As sediment from increased runoff moves farther downstream, it can eventually end up in reservoirs, forcing municipalities to spend more on water treatment in order to remove sediment and pollutants before the water can be used as drinking water. Sediment from fires often contains high levels of pollutants — like nitrates leeched from burned plant tissues — which in high concentrations can be harmful to human health. Following the 2010 Fourmile Canyon Fire in Colorado, high-intensity precipitation events that happened as much as 10 months after the wildfire caused significant changes in water quality that, according to the USGS, had “the potential to profoundly influence downstream water treatment processes, water-supply reservoirs, and aquatic ecosystems.”


“In the western U.S., part of the problem is we have limited water resources and we use up a lot of our water already, so there’s already stress on the water,” Murphy said. “Wildfire is an added stressor, in a way.”


Alaskan Fires Are Especially Bad News For Climate Change

In 2009, a multi-author study published in Science found that forest fires have a “substantial positive feedback on the climate system” — that the burning of forests releases carbon into the atmosphere, hastening climate change, which in turn impacts wildfire season.


But if longer, more numerous wildfires in the lower 48 are bad, scientists worry that an increase in Alaskan wildfires could be even worse. That’s because Alaska is home to vast tracts of permafrost — soil, rocks, and dead organic material that remain frozen all year. Permafrost stores a lot of carbon (some 1,400 gigatons, more than is currently in the Earth’s atmosphere), and a lot of Alaska sits on top of permafrost — about 85 percent of the state sits on top of some permafrost.


Here's an #AlaskaDivisionofForestry map of the 319 active fires burning in Alaska as of Sunday morning. pic.twitter.com/zaTodSFEaI


— AK Forestry (@AK_Forestry) June 29, 2015



As of Sunday, more than 300 wildfires were actively burning in Alaska — a fast start to the wildfire season that could foreshadow a larger trend. According to a new report by Climate Central, the number of wildfires in Alaska has increased dramatically over the past decade.


“This is an area that has not seen regular fire for a very long time, maybe 5000 or more years according to some studies,” Todd Sanford, a climate scientist at Climate Central, told ThinkProgress in an email. “Scientists, in particular, are keeping an eye on the vast stores of carbon in these areas and how wildfire and warming in the region may put these at risk of being emitted and contributing to further warming.”


This is a risk that won’t be going away anytime soon

A lot of that carbon is stored in permafrost — and Sanford worries that increased wildfire activity could accelerate its melting.

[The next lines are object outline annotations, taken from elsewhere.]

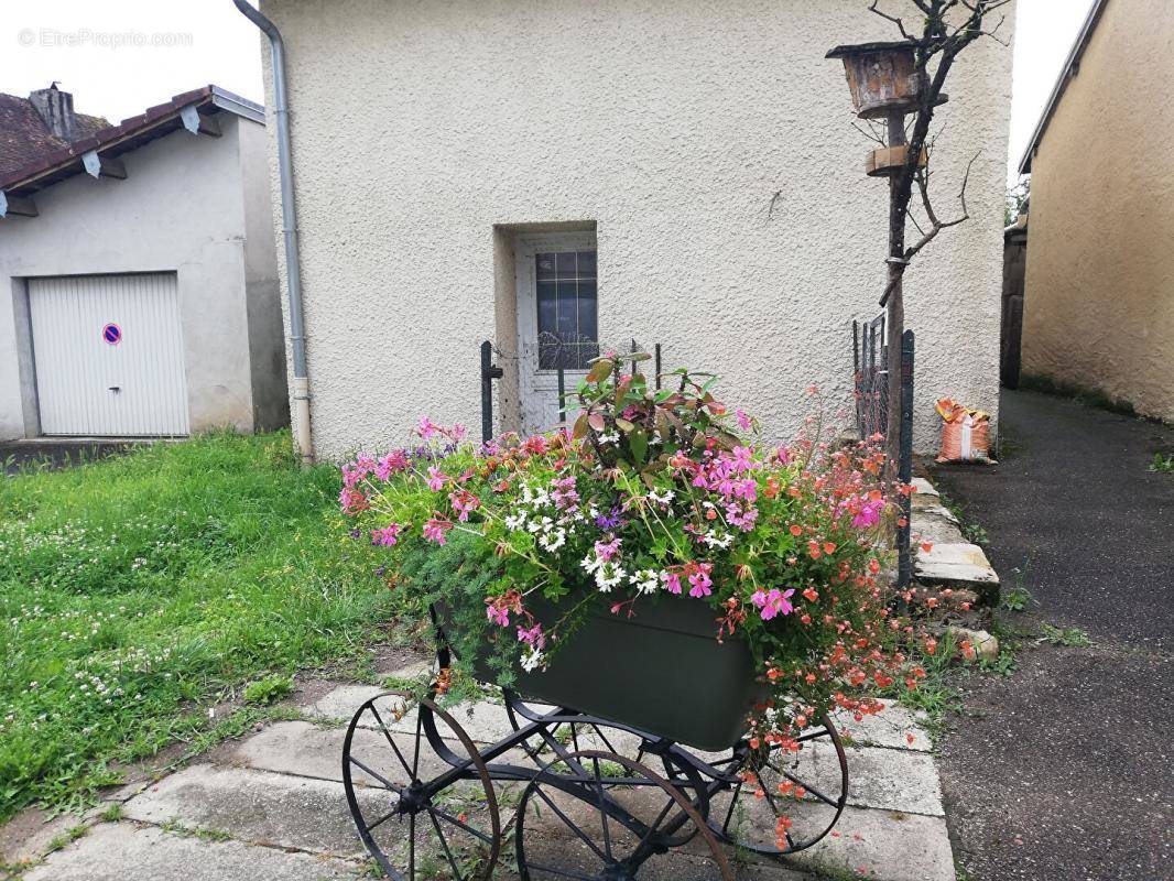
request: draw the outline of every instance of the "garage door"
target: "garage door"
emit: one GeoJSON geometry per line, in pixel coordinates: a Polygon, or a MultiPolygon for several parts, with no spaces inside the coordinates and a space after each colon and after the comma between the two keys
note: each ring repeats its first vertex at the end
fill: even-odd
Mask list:
{"type": "Polygon", "coordinates": [[[188,433],[174,273],[29,278],[45,435],[188,433]]]}

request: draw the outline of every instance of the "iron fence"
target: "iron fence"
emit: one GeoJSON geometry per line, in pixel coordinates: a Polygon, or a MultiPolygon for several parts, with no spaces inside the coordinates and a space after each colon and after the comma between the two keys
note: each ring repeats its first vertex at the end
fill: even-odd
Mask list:
{"type": "MultiPolygon", "coordinates": [[[[889,433],[889,372],[893,369],[884,314],[872,321],[852,322],[852,397],[856,403],[856,430],[861,439],[880,436],[889,455],[897,462],[897,479],[908,484],[913,477],[913,350],[916,337],[906,330],[900,338],[900,430],[889,433]]],[[[912,579],[912,552],[908,495],[900,497],[902,516],[897,525],[897,584],[912,579]]]]}

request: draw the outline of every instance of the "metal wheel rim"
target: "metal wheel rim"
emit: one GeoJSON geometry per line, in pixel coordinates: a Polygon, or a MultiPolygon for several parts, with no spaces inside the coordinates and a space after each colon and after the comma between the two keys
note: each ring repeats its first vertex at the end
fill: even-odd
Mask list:
{"type": "MultiPolygon", "coordinates": [[[[452,715],[450,715],[444,709],[438,707],[429,698],[417,698],[416,695],[409,692],[386,691],[366,700],[351,718],[351,724],[346,728],[346,737],[343,739],[343,788],[346,792],[346,805],[351,812],[351,820],[355,822],[355,827],[359,833],[359,838],[362,839],[364,847],[366,847],[367,853],[371,854],[375,861],[379,863],[379,868],[384,870],[387,877],[392,879],[393,881],[413,881],[413,879],[405,877],[405,875],[400,873],[399,869],[397,869],[394,866],[391,865],[391,861],[387,859],[387,855],[384,854],[383,848],[379,847],[379,843],[375,840],[373,835],[371,834],[371,829],[373,828],[373,826],[370,826],[367,823],[367,820],[363,813],[363,808],[358,803],[358,796],[356,794],[356,786],[351,771],[351,766],[356,761],[351,755],[351,745],[353,742],[355,732],[363,727],[359,722],[363,719],[364,713],[366,713],[369,708],[372,708],[377,700],[383,698],[402,698],[410,702],[414,701],[418,705],[417,708],[418,713],[429,712],[432,715],[441,719],[450,727],[450,729],[457,735],[458,740],[460,741],[460,745],[464,747],[466,756],[468,758],[473,768],[477,771],[477,775],[485,792],[486,808],[490,814],[492,833],[490,835],[491,841],[487,842],[490,847],[490,854],[485,860],[484,868],[468,875],[467,879],[464,877],[459,879],[459,881],[488,881],[488,879],[493,874],[493,868],[497,866],[498,856],[501,850],[501,816],[498,811],[497,794],[493,788],[493,780],[490,776],[488,768],[486,767],[485,761],[481,759],[480,752],[474,746],[472,739],[468,737],[468,734],[465,733],[465,729],[457,724],[456,719],[453,719],[452,715]]],[[[378,719],[378,715],[376,715],[376,718],[378,719]]],[[[379,722],[379,731],[389,740],[391,739],[391,732],[387,731],[387,728],[382,724],[382,721],[379,722]]],[[[419,749],[419,745],[417,745],[417,749],[419,749]]],[[[365,771],[370,773],[369,769],[365,771]]],[[[384,787],[384,788],[390,788],[390,787],[384,787]]],[[[427,813],[429,816],[432,818],[433,822],[437,822],[434,815],[431,812],[424,811],[421,813],[427,813]]],[[[411,845],[411,847],[414,847],[414,842],[411,845]]]]}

“Wildfires can burn off the top vegetation layer that provides insulation for the colder layers of the permafrost. Also, wildfires can char and blacken the surface,” Sanford said. “These darker surfaces absorb more sunlight leading to increased surface warming, which can further accelerate thawing.”


As global warming continues to alter the Arctic climate — which has been warming twice as fast as the rest of the world, on average — wildfires in Alaska could become the new normal, a change that could have global ramifications.


“The risk of wildfires appears to be on the rise and future projections have a great deal more warming in store for Alaska in the coming decades meaning this is a risk that won’t be going away anytime soon,” Sanford said. “Fires in Alaska also have the potential to impact areas well beyond Alaska through degraded air quality and carbon emissions.”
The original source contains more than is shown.